Evening Will Come: A Monthly Journal of Poetics (Issue 25, January 2013—Feminist Issue)
  1. This anger requires that I adapt the tenets of my feminist aspiration. Saving the world for decaying female bodies, for example.
  2. Anyone can enter my work because it’s about viscera, and I’ve got wounds into it and they’re little windows into the workings of me.
  3. The reveal: the abject pleasure of this abject mind.
  4. I write a poem in which I reveal my true feelings. The body is the engine and the brain is the hindrance.
  5. I silence the brain with language play. I also break down the sentence, accommodate my ample ass in it, neutralize the modification with it.
  6. To write a poem, I mustn’t be wearing a bra.

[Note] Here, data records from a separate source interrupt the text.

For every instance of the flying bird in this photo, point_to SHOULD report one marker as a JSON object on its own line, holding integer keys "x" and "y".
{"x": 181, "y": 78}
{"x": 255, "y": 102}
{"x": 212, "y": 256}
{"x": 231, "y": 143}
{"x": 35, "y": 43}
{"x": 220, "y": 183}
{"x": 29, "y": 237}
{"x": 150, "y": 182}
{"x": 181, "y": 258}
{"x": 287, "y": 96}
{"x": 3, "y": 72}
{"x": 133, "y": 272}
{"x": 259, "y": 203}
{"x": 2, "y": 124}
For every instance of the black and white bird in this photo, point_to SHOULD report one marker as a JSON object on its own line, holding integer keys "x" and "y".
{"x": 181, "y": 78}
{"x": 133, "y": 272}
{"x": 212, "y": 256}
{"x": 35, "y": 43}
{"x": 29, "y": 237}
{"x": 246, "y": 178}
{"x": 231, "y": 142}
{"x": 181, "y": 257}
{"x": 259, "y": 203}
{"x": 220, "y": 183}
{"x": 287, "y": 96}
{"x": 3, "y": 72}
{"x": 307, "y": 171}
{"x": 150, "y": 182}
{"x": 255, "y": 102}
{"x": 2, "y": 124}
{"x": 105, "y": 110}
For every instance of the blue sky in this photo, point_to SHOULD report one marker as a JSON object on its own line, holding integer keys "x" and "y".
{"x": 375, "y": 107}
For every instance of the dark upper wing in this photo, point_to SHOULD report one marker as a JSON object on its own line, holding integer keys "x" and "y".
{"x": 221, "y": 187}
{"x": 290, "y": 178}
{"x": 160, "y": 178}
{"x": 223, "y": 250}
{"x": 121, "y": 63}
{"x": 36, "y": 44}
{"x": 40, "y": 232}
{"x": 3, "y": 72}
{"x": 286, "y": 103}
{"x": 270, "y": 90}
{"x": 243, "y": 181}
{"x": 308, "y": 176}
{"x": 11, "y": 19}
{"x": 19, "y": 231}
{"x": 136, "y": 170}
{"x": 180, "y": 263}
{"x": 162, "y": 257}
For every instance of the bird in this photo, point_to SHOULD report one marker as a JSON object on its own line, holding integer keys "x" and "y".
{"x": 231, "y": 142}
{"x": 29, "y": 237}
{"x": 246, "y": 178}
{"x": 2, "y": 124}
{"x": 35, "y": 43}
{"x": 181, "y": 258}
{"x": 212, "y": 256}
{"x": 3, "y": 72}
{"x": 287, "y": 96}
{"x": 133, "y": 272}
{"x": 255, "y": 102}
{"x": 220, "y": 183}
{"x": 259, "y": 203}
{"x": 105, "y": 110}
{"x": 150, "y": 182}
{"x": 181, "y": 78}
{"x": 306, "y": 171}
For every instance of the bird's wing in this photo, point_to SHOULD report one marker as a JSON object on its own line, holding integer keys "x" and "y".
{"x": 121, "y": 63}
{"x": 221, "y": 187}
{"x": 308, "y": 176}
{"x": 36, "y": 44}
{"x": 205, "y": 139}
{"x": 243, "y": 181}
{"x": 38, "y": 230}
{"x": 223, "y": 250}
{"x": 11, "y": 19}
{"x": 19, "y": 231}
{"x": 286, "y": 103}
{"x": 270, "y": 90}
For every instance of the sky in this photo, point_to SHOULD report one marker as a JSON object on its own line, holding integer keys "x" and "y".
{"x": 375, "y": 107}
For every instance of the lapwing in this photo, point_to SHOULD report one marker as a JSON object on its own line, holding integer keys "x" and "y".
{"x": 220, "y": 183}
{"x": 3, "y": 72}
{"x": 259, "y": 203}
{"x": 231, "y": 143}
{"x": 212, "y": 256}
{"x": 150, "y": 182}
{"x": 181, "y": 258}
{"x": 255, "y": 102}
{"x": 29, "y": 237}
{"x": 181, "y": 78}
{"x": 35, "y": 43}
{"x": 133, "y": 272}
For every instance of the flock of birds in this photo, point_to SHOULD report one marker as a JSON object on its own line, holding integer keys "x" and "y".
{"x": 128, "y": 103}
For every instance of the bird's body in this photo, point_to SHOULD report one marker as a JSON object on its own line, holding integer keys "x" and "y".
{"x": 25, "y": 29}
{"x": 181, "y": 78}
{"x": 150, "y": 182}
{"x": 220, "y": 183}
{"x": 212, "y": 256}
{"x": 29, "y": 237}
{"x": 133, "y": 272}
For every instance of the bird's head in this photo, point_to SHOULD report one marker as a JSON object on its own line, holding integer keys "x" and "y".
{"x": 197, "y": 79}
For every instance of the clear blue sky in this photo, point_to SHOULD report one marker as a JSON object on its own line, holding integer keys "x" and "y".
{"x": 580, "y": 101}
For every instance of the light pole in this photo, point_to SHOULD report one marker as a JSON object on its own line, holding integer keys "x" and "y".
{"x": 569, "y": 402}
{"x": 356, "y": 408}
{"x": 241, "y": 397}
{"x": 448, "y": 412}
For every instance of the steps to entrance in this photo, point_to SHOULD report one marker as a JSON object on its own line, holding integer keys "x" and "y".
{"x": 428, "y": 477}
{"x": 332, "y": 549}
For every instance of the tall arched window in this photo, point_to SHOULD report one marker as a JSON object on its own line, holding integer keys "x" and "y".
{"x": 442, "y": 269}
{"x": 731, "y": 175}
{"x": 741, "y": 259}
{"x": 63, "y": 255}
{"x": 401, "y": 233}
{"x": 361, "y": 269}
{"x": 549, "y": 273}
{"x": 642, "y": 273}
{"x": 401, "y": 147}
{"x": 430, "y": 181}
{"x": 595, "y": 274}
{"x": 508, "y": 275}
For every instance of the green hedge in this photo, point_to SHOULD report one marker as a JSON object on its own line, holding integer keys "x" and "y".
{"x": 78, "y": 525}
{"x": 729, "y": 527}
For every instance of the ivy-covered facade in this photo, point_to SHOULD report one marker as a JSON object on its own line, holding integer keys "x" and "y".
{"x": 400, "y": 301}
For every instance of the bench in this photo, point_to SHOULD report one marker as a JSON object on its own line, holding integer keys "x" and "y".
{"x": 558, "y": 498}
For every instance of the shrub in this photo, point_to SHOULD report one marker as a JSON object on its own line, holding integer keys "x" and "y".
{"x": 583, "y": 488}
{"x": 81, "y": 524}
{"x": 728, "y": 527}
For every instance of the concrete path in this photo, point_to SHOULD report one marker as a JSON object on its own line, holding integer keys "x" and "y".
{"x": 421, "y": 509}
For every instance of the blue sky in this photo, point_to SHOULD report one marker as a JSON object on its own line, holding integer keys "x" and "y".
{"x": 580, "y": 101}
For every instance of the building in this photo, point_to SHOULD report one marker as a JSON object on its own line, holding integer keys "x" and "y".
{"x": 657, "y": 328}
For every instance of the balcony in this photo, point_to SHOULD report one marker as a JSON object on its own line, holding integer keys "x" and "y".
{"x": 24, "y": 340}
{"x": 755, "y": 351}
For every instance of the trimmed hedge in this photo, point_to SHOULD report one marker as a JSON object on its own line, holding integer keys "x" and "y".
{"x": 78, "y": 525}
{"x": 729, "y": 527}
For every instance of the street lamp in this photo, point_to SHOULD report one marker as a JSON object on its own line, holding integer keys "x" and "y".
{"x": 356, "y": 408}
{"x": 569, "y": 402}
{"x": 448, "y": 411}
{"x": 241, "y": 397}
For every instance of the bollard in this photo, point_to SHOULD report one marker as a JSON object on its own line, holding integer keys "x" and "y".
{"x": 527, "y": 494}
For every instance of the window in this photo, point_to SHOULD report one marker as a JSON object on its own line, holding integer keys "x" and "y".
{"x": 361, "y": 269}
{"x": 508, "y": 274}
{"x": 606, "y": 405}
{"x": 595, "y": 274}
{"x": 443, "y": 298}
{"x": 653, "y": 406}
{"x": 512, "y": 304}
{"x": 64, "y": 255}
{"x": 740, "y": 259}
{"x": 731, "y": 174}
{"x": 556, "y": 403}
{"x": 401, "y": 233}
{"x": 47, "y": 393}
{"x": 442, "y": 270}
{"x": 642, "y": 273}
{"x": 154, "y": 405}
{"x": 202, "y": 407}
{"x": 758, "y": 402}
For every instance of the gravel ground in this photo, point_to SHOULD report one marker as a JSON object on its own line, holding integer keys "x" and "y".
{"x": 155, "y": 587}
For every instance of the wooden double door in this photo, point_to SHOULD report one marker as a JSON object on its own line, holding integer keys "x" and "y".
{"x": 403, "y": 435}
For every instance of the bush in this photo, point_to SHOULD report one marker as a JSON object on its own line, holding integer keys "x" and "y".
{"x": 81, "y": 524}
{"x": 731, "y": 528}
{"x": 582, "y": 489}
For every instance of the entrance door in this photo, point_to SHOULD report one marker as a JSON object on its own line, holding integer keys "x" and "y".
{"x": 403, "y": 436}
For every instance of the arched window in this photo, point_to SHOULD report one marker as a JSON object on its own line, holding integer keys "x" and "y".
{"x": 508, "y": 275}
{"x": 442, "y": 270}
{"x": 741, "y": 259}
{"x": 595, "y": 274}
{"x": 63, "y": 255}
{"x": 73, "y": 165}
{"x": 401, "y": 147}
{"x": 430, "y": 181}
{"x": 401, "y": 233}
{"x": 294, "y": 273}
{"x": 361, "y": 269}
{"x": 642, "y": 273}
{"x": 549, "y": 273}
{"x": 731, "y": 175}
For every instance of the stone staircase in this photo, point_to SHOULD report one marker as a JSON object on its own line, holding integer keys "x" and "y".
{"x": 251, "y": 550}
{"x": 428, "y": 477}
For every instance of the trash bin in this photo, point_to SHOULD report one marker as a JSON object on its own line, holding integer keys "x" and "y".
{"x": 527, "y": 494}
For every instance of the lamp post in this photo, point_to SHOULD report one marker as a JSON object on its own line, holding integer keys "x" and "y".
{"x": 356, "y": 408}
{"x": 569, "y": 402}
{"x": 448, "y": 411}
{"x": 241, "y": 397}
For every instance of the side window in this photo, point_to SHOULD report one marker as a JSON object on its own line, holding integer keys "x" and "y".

  7. I’m debased, but not that low. I’m just more animal than machine, more heart than head.
  8. I’m a worm with bones and a sophisticated sensing organ. I’m guts in a vise.
  9. Scars are a radical exposition. I’m provoked by the way scars encroach the body. I am working on a catalog of my scars.
  10. Confessional implies shame, whereas a scar is the trace of violence and it’s always connected to a narrative about the body and it is more than confession, perhaps emblem.
  11. I kneel at confession and my knees bear the trace of my abasement, where the action is.
  12. I’m a sophisticated sensing organ with stigmatized segments. That’s my baser profile.
  13. I don’t pretend that I write solely because of beauty.